The premise for Tremors is a simple one, yet it is no less effective in delivering some quality, edge-of-your-seat thrills. Giant underground creatures terrorize a small, isolated town. Residents attempt to defend themselves as they are killed one by one by the terrifying predator. It is an amazing movie that balances tension with scenes of gore and violence. The characters all react to the threat in various ways, but each feels real and sincere, making the tension palpable across the screen.
Yes Folks, That’s Kevin Bacon
As for characters, well, we have the benefit of seeing young Kevin Bacon as Val McKee, the partner of handy man Earl Bassett (Fred Ward). The two have led a pretty safe, boring life in the town of Perfection, Nevada. Just when they make up their minds to leave, they get news of a mysterious killing spree and meet Rhonda LeBeck (Finn Carter), a seismologist concerned about unnatural readings which seem to be related to the deaths. With the assistance of Burt and Heather Gummer (Michael Gross, Reba McEntire), the team prepares to fight against the man-eating monsters to survive.
The Best Friend of Horror: Isolation
Being in the middle of nowhere has its downfalls. As the group is cut off from civilization, they are hard-pressed to figure out just how to cross the desert without getting killed by the worm-like predators. Unfortunately for them, the creatures are not only fast, but smart as well. Needless to say, they get chased around a bit and fans are treated to some classic, intentionally comic, special effects.
Not Your Typical B-Movie
The acting is superb. As excellent as can be expected when faced with out-of-this-world circumstances. The hungry, prehistoric menaces lean more towards silly, perhaps purposely so. As sci-fi villains, they are convincing at recreating those fun B-movie creatures. If you’re scared of insects that are big enough to swallow cars, even houses, then you will be genuinely terrified by the ones found in Tremors. However, if you’re looking for something realistic or acceptable in a modern-day sense, then the animatronics are unlikely to make the cut. Think Universal Studios-quality props. They’re cool but not enough to keep you immersed in the experience.

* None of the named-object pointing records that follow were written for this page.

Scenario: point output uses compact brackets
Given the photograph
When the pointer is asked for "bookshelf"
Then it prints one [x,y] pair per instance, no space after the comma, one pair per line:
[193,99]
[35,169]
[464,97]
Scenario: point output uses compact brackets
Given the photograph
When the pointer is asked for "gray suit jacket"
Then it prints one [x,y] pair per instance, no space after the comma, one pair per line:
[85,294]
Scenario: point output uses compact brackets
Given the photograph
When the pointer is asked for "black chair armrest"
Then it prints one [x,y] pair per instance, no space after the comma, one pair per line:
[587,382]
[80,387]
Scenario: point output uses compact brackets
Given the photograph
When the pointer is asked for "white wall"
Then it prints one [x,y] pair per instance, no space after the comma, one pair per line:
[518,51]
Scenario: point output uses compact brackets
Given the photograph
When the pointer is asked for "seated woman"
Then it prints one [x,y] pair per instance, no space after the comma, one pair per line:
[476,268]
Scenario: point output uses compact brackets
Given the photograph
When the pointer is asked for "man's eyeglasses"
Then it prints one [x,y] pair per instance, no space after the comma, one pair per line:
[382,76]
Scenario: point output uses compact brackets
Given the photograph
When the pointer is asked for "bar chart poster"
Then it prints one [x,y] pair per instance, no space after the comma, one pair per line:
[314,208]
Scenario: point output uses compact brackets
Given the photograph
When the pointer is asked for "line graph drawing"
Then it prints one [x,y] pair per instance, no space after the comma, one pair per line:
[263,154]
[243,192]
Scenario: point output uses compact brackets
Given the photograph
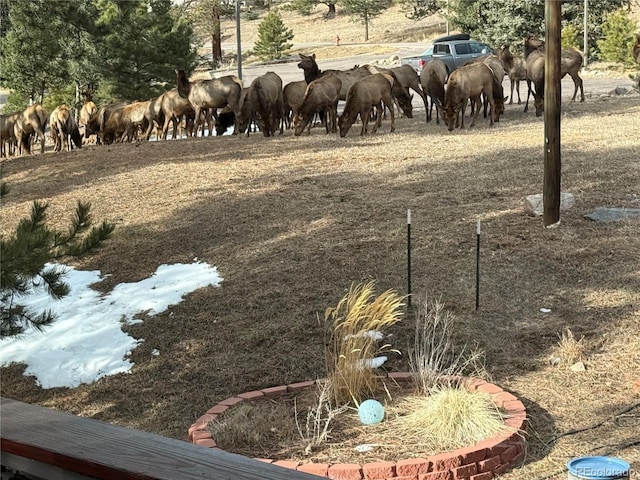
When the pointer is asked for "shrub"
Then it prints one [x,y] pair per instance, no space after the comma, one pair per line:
[355,325]
[273,38]
[618,38]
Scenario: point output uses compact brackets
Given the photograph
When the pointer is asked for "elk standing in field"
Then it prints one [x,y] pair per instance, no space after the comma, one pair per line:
[468,82]
[265,100]
[433,79]
[63,129]
[515,67]
[321,97]
[373,91]
[32,121]
[214,93]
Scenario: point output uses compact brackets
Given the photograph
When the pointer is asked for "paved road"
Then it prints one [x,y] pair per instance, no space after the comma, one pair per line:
[289,71]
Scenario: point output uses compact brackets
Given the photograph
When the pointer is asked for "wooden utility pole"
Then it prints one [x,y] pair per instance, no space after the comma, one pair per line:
[552,109]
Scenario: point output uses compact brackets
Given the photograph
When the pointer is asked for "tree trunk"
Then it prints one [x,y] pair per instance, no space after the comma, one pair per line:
[366,27]
[216,43]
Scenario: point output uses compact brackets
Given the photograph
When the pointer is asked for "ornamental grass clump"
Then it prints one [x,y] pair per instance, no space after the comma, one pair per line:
[355,326]
[450,417]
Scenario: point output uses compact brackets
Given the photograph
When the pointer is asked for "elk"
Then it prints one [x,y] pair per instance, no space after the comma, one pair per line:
[8,141]
[468,82]
[570,64]
[32,120]
[347,77]
[365,94]
[63,129]
[265,100]
[400,94]
[292,97]
[321,96]
[534,60]
[433,79]
[214,93]
[515,68]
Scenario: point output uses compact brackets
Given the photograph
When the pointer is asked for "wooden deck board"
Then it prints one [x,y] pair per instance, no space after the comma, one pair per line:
[105,451]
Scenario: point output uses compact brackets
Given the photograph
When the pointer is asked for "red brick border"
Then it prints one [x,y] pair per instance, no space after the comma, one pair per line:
[482,461]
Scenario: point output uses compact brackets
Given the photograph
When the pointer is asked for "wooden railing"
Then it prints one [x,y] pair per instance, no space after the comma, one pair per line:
[54,445]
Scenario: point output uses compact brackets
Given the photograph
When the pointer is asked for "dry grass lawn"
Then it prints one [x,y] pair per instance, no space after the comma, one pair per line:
[291,222]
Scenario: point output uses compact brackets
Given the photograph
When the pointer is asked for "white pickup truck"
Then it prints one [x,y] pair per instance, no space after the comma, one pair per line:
[453,50]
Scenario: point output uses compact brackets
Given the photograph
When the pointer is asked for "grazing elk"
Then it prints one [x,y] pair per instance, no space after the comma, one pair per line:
[172,109]
[292,97]
[32,121]
[515,68]
[365,94]
[534,61]
[214,93]
[226,118]
[321,97]
[433,79]
[8,141]
[87,112]
[347,77]
[400,94]
[96,124]
[468,82]
[570,64]
[265,100]
[63,129]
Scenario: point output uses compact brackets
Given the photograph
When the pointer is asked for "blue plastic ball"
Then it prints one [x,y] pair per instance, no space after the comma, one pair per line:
[370,412]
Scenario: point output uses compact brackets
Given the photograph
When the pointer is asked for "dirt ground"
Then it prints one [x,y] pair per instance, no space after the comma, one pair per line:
[292,222]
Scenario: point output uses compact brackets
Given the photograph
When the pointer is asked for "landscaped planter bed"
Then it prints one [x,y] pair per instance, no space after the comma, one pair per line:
[482,461]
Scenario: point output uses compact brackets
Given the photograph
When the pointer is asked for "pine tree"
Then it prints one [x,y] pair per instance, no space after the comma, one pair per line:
[273,37]
[25,254]
[618,38]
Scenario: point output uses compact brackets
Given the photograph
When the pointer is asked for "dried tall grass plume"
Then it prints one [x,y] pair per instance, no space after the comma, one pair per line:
[433,359]
[451,417]
[355,326]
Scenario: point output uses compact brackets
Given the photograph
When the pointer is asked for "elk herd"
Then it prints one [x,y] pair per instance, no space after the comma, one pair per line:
[266,105]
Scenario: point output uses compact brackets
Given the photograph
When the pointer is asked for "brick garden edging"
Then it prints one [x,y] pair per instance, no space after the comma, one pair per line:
[482,461]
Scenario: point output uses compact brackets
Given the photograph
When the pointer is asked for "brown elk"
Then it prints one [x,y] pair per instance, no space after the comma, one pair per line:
[365,94]
[433,79]
[214,93]
[226,117]
[400,94]
[515,67]
[292,97]
[32,121]
[63,129]
[124,122]
[172,108]
[347,77]
[265,100]
[570,64]
[534,60]
[468,82]
[97,123]
[321,97]
[8,141]
[87,112]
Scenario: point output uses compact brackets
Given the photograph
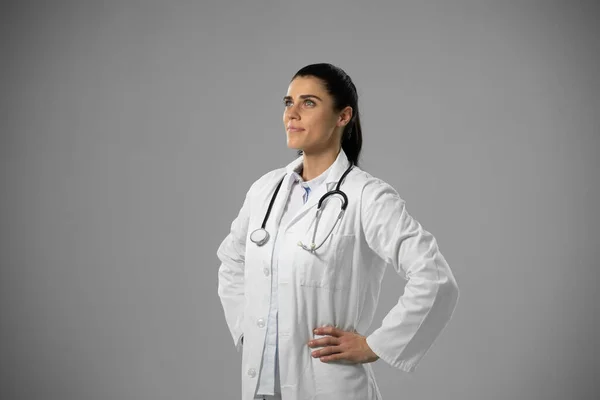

While the creatures are not as camera-shy as, say, Jaws, you don’t always need to see them up close to feel the tension. As their name suggests, they manifest in tell tale vibrations. Once the characters react, you just know that the voracious beasts are closing in at top speed and something, or someone, is going to end up as lunch. Why would they do it, you ask? Well, that same question was asked in the film and was never answered. The film is deliberately trying to be funny and it does get old somewhere along the way. It doesn’t spoil the whole experience but we were left wishing that they could have lightened up on the cheap laughs and added some more surprising twists to the script.
Don’t worry, it’s not quite in B-movie territory. The film does capitalize on its humor but still manages to showcase some good ol’ directing tricks. The latter makes for classy special effects that were impressive for the film’s time of release. In terms of being a film in the genre, well, we can assure you that the shock value is kept consistently high throughout its 96-minute runtime. The pacing is smooth, letting Ron Underwood’s skill shine brightly through.
One of the Best Old School Monster Movies
If you’re a fan of the genre, are into classic movies or are simply after something enjoyable to relax to, there’s no reason to pass up on this classic gem. You might be thinking why we would say that Tremors is a film to relax to, but while it doesn’t lack in terms of edge-of-your-seat moments, its humor is sure to please. The pacing is relaxed and the acting is masterful. On the other hand, the puppetry is grossly, yet understandably, outdated. Those who are looking for a serious take on monster movies of old may be in for a disappointment as humor, intended or otherwise, is peppered throughout the whole movie.
All things considered, Tremors is more of a hit than a miss. It is undoubtedly an affectionate tribute to giant monster flicks of the past and it has and will stand the test of time for genre fans old and new.